Il 13 e 14 giugno 2026 Vallo di Nera, unica Città del Formaggio in Umbria, ospita Fior di Cacio, evento che celebra la tradizione casearia artigianale con il supporto di Slow Food e un ricco programma culturale e gastronomico.
Nel suggestivo scenario del castello medievale di Vallo di Nera, in Umbria, sabato 13 e domenica 14 giugno 2026 si svolgerà la XXII edizione di Fior di Cacio, manifestazione dedicata alle produzioni casearie artigianali di qualità.
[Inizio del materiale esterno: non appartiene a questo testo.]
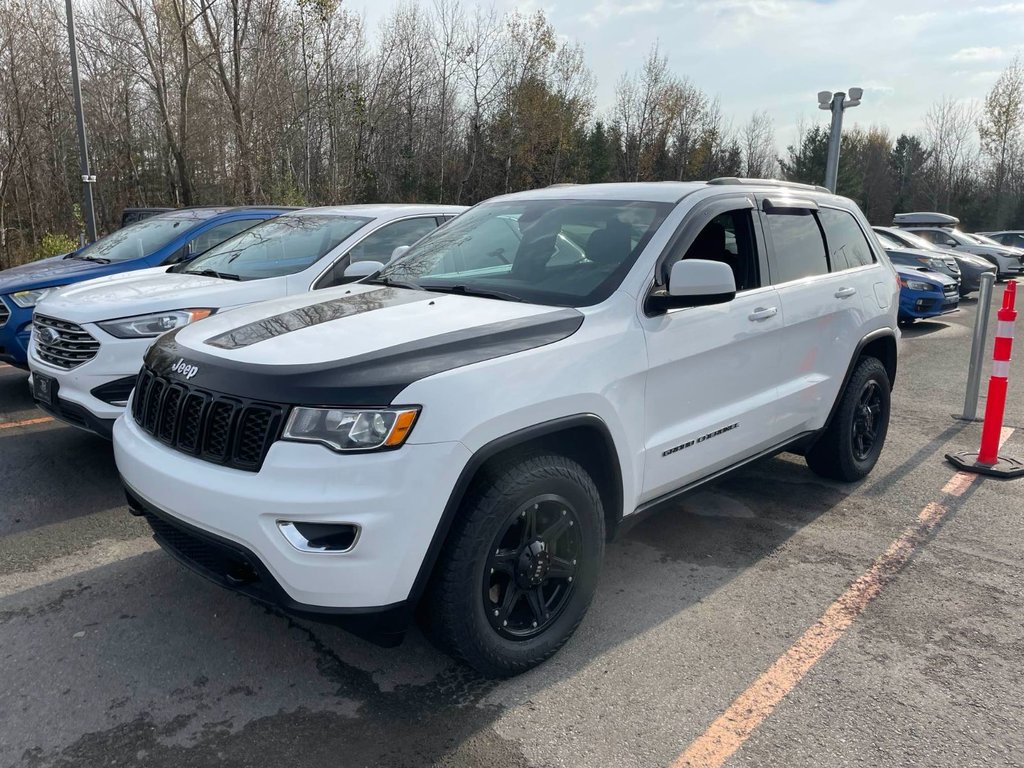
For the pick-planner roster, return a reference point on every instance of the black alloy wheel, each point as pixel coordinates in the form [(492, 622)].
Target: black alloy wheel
[(867, 414), (528, 576)]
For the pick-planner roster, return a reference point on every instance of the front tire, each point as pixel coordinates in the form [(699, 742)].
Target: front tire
[(520, 565), (850, 446)]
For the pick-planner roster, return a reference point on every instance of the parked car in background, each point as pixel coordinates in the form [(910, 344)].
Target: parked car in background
[(925, 294), (166, 239), (90, 338), (473, 423), (984, 240), (131, 215), (971, 267), (913, 257), (940, 229), (1012, 238)]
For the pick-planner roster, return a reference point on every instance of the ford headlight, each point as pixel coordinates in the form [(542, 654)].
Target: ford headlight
[(147, 326), (351, 429), (26, 299)]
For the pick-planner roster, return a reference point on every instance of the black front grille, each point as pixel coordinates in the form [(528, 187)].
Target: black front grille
[(62, 343), (230, 431)]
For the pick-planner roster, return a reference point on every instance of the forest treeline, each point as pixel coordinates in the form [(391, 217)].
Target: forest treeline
[(293, 101)]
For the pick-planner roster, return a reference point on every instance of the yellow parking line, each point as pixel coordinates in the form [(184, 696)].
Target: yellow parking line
[(735, 725), (26, 422)]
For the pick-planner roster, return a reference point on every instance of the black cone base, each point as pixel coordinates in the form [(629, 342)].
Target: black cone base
[(1005, 467)]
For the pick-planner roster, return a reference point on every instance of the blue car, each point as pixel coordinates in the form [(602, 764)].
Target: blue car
[(925, 294), (157, 241)]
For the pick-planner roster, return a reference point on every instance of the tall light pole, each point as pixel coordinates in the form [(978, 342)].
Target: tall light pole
[(83, 144), (837, 103)]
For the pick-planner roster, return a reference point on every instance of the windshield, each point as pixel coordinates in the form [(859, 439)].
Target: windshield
[(559, 252), (282, 246), (138, 240), (983, 240), (915, 241), (887, 242)]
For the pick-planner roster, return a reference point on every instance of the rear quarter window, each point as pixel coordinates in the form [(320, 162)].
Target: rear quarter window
[(848, 247)]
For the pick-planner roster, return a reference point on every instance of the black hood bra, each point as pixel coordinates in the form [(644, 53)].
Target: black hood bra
[(374, 378)]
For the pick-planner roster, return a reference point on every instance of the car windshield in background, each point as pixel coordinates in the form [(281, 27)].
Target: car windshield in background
[(887, 242), (559, 252), (915, 241), (138, 240), (282, 246), (984, 240)]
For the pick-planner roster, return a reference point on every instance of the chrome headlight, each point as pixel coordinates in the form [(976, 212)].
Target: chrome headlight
[(147, 326), (26, 299), (351, 429)]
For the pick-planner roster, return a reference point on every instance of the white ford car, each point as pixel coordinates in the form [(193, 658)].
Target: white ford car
[(463, 432), (89, 339)]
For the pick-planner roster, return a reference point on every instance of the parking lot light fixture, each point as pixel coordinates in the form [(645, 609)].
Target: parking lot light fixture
[(837, 103)]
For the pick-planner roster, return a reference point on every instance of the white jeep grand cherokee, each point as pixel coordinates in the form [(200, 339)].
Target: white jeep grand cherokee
[(464, 431)]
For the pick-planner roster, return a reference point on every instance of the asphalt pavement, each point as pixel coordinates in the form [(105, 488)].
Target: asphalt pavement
[(772, 620)]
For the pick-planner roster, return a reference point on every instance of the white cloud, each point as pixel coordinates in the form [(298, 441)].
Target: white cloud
[(607, 9), (978, 54)]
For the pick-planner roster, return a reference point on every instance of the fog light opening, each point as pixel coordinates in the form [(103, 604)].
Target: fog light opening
[(327, 538)]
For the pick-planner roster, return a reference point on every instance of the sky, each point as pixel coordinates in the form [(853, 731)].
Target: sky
[(776, 54)]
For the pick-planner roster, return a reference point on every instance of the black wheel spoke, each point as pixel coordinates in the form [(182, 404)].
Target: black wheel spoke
[(535, 598), (512, 596), (504, 561), (551, 534), (561, 568)]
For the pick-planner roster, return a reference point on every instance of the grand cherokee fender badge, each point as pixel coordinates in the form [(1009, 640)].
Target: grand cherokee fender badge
[(184, 369), (701, 438)]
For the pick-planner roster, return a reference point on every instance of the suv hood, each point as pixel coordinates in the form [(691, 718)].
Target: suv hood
[(46, 272), (153, 291), (352, 345)]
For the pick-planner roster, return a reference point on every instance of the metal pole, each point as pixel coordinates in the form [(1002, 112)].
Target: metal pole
[(83, 144), (832, 164), (978, 347)]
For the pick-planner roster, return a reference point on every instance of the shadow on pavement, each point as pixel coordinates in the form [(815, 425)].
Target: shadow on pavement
[(179, 656)]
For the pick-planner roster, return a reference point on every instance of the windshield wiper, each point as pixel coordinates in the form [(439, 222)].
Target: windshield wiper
[(391, 283), (214, 273), (483, 293)]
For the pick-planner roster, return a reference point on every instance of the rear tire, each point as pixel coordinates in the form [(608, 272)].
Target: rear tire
[(850, 446), (505, 598)]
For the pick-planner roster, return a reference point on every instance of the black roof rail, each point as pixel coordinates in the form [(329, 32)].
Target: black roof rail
[(727, 180)]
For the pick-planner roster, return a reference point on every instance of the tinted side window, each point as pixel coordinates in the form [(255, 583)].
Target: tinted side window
[(799, 246), (847, 245), (380, 245), (217, 235), (729, 238)]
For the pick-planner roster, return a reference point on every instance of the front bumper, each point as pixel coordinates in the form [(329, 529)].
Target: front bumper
[(920, 305), (396, 499), (14, 336)]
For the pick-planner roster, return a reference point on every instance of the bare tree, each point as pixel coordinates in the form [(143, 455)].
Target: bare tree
[(760, 152)]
Riconosciuta dall’ONAF come unica Città del Formaggio in Umbria, Vallo di Nera diventa così un punto di riferimento nazionale per il settore lattiero-caseario.
Quest’anno l’evento segna una svolta importante grazie a una collaborazione strategica tra Slow Food e la Camera di Commercio dell’Umbria. In assenza dell’edizione 2026 di Cheese a Bra, Fior di Cacio si propone come palcoscenico privilegiato per la biodiversità e l’arte pastorale italiana, ospitando non solo le eccellenze umbre ma anche produttori di Presidi Slow Food provenienti da diverse regioni italiane.
Il Villaggio dei Presidi Slow Food sarà la novità principale, offrendo ai visitatori la possibilità di degustare formaggi di nicchia a rischio di estinzione, accompagnati da laboratori e percorsi guidati curati dagli esperti di Slow Food Umbria.
La manifestazione, organizzata dal Comune di Vallo di Nera, intende valorizzare le produzioni casearie umbre e la figura del pastore, sottolineando l’importanza ambientale, sociale ed economica dei pascoli della Valnerina, ricchi di varietà floreali che conferiscono ai formaggi aromi unici.
Il programma prevede una mostra mercato nelle vie del borgo con degustazioni e vendita di prodotti tipici come il pecorino a latte crudo e la ricotta salata della Valnerina. Sabato 13 giugno si terrà il convegno “Pascoli, prodotti e innovazione: esperienze e modelli di sviluppo a confronto”, con tavole rotonde dedicate allo sviluppo territoriale e alla filiera casearia regionale, seguito da un laboratorio itinerante tra gli stand.
Tra le iniziative per il pubblico figurano “La Formaggissima in 3P”, una marcia di assaggi di prosciutto, pane e pecorino cotto, e “I Mille matrimoni del formaggio”, un percorso multisensoriale guidato dai maestri assaggiatori ONAF con abbinamenti ai vini umbri. Laboratori pratici mostreranno la lavorazione del primo sale e la filatura della mozzarella con degustazione.
Domenica 14 giugno si svolgerà la tradizionale “maxi Ricotta di Fior di Cacio”, una forma di 80 kg trasportata in piazza su un Ape e distribuita gratuitamente ai partecipanti, accompagnata dalla sfilata dei Cavalieri della Tavola Apparecchiata.
Oltre alle esperienze gastronomiche, l’evento propone attività all’aperto come rafting sul fiume Nera, escursioni nei sentieri della Valnerina, trekking sui sentieri della Transumanza, passeggiate con asinelli, spettacoli teatrali, laboratori per bambini, concerti di musica popolare, artisti di strada e la tradizionale Gara di Ruzzolone con il formaggio. Domenica si terrà anche l’estemporanea di street art “Finestrelle colorate” con la decorazione degli sportelli dei contatori di servizi.
Fior di Cacio 2026 è realizzato con il contributo di enti regionali e nazionali, con il patrocinio del Ministero dell’Agricoltura e la collaborazione di Pro Loco di Vallo di Nera, ONAF e Slow Food Umbria. L’evento si conferma così come un laboratorio culturale e territoriale che unisce tradizione, innovazione e sostenibilità, proiettando l’Umbria al centro della scena nazionale del gusto.